– Отец у тебя козел бородатый, который твою мать в поле топтал, пока она говно месила! – взревел Ратибор. Вскакивая, он с грохотом опрокинул тяжелую дубовую лавку.
Этого было более чем достаточно. Богословский спор в одно мгновение превратился в то, чего все подсознательно ждали и хотели, – в кровавое, бессмысленное побоище. Эйнар не стал тратить время на кулаки. Он схватил со стола тяжелую глиняную кружку, еще наполовину полную пива, и с размаху обрушил ее на голову соседа Ратибора. Раздался глухой, влажный хруст, будто раздавили перезрелый арбуз. Пиво и кровь брызнули во все стороны. Дружинник даже не вскрикнул, просто обмяк и сполз под стол, оставляя на грязном дереве кровавый след.

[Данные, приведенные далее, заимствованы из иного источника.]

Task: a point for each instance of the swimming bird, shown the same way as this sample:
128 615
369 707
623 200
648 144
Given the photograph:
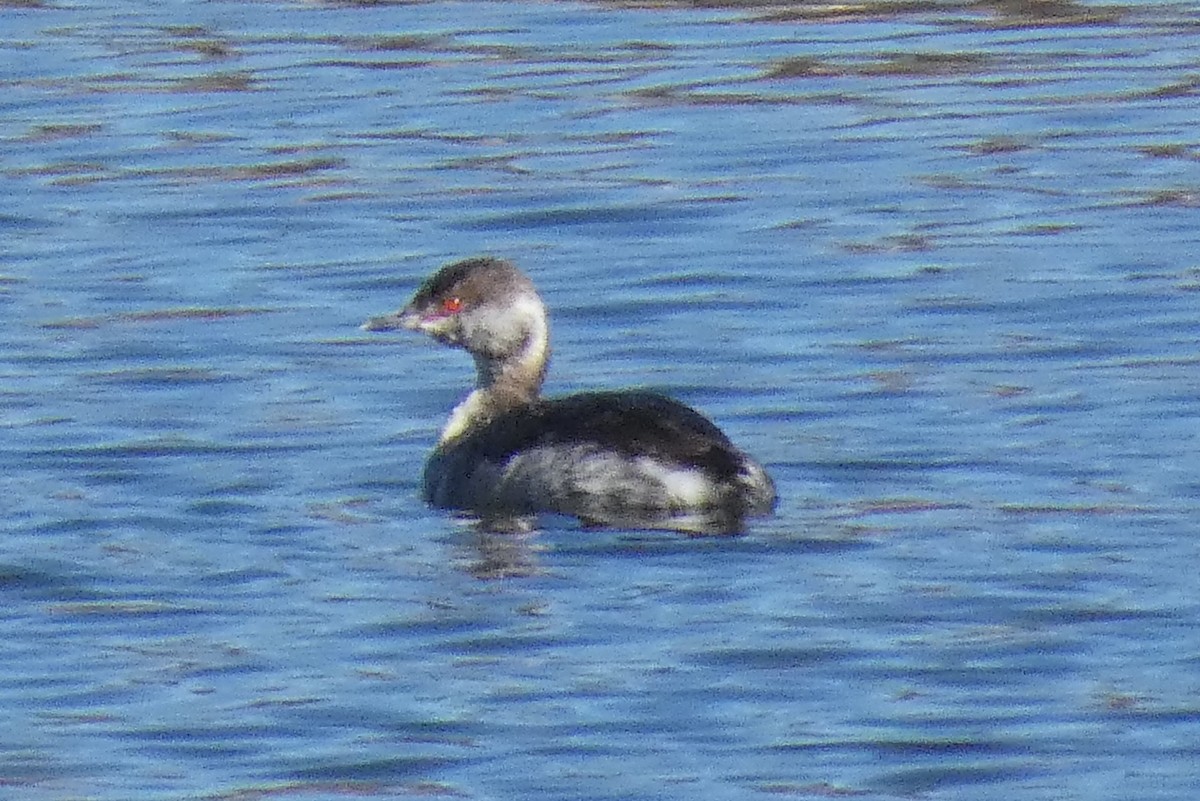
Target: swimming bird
629 458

Тут же началась свалка. С другого конца стола уже летели кулаки, впечатываясь в податливую плоть с отвратительными чавкающими звуками. Кто-то закричал от боли – хрустнула челюсть. Зазвенела сталь. Один из варягов выхватил короткий, широкий скрамасакс, и его лезвие хищно блеснуло в тусклом свете сальных свечей. Драка переставала быть дракой и грозила стать резней. Корчмарь, бледный, как полотно, забился за свой прилавок, молясь всем богам сразу, чтобы его халупу не разнесли в щепки.
В самый разгар этого кровавого балагана дверь тихо скрипнула и отворилась. На пороге возникла фигура, и ее появление подействовало на хаос, как ледяная вода на огонь. В проеме стоял Яромир. Он не крикнул, не выхватил топор. Он просто вошел и замер, глыба молчания посреди ревущей бури. Его неподвижная фигура излучала такую ледяную угрозу, что драка начала захлебываться, будто воздух в корчме внезапно кончился.
Первым его заметил Эйнар. Он как раз оторвал от пола тяжелую дубовую скамью и замахивался ею, чтобы проломить череп самому Ратибору. Его пьяная ярость столкнулась с ледяными, серыми глазами Молчуна – глазами, в которых не было ни гнева, ни страха, ни вообще какого-либо чувства. В них была лишь пустота замерзшего озера. Руки варяга застыли в воздухе.
Шум резко стих, сменившись тяжелым, прерывистым дыханием и стонами раненых. Яромир медленно перевел свой мертвый взгляд с Эйнара на Ратибора.
– Довольно, – сказал он. Голос у него был тихий, хриплый от долгого молчания, но в оглушительной тишине корчмы он прозвучал, как треск ломающегося под ногами льда.
Ратибор опустил кулаки. Его лицо было разбито в кровавую маску, из носа текла густая струйка. Он смотрел упрямо, пытаясь сохранить остатки пьяной бравады.